There was a time when I felt the need to explain everything.
My choices.
My intentions.
My side of the story.
If someone misunderstood me, I wanted to correct it.
If someone judged me, I wanted to challenge it.
If someone formed an opinion about me, I wanted to change it.
Prove. Argue. Defend. Because I needed to be understood.
Some of that came from fear.
Fear of being misrepresented.
Fear of being reduced to my worst moments.
Fear of been seen in a negative way, despite the good qualities I do possess.
And if I’m being honest, some of it also came from guilt. When you know you’ve made mistakes, you want to explain them.
Not excuse them. But add context. To say, “That’s not all of who I am.”
But I found out that defending myself didn’t usually change anything.
Understanding is never guaranteed.
Erasing the past is impossible.
And shifting people’s perspectives is a goal too difficult to achieve, because I spent all of my time explaining myself instead of actually changing what needed to be changed, so that I drained myself, but had nothing to show for it.
I was more focused on what other people thought than how I was actually living.
But gradually, something is shifting.
Now I resist the urge to respond to every opinion.
I don’t believe every misunderstanding needs to be corrected.
And I don’t think I need to explain myself in order to justify my progress.
The truth is that real changed doesn’t need to be argued.

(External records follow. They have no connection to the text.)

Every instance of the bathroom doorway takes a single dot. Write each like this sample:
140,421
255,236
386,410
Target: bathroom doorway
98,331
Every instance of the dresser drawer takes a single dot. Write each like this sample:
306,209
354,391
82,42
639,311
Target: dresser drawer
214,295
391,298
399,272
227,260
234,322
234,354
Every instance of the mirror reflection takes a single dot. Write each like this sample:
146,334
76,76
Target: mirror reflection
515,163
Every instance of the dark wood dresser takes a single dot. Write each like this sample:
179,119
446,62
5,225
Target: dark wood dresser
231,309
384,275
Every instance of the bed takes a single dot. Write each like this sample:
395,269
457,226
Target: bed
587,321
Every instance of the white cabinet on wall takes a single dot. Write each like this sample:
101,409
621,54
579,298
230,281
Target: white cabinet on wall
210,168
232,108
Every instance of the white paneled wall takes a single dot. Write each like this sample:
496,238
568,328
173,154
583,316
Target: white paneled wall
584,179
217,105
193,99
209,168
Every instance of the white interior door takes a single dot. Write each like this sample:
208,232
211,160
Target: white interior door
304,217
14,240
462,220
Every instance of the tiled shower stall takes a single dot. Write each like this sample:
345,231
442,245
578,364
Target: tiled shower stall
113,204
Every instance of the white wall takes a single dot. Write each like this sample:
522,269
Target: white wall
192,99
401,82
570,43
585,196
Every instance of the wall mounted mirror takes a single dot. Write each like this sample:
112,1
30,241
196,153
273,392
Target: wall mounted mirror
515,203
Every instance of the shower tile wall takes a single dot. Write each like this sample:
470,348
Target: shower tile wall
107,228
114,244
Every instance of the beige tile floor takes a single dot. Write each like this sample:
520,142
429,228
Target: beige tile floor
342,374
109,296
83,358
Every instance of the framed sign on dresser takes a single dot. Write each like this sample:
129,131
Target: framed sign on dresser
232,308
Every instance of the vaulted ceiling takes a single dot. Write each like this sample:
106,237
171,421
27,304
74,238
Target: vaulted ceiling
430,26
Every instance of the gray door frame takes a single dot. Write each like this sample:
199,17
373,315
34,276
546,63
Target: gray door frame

It shows up overtime.
So instead, I focus these days on being consistent.
The next. Right. Thing.
Quietly. No audience. No validation.
I still care. I feel it in my core when someone misunderstands me. I notice when others see me through an old lens.
But I don’t chase it anymore.
I don’t try to fix it in real time.
Because no one in this world needs to “understand” in order for me to live correctly.
And that means that I have had to accept that most people will always hold onto their own, old version of me. Opinions won’t change. Conclusions are permanent. Some bridges are forever burned.
And I have to wake up every day and make the choice to be okay despite the grief that comes with consequences.
I am not perfect. I will never be perfect.
But I am consistent. And over time, I am hoping that will speak louder than anything I could say.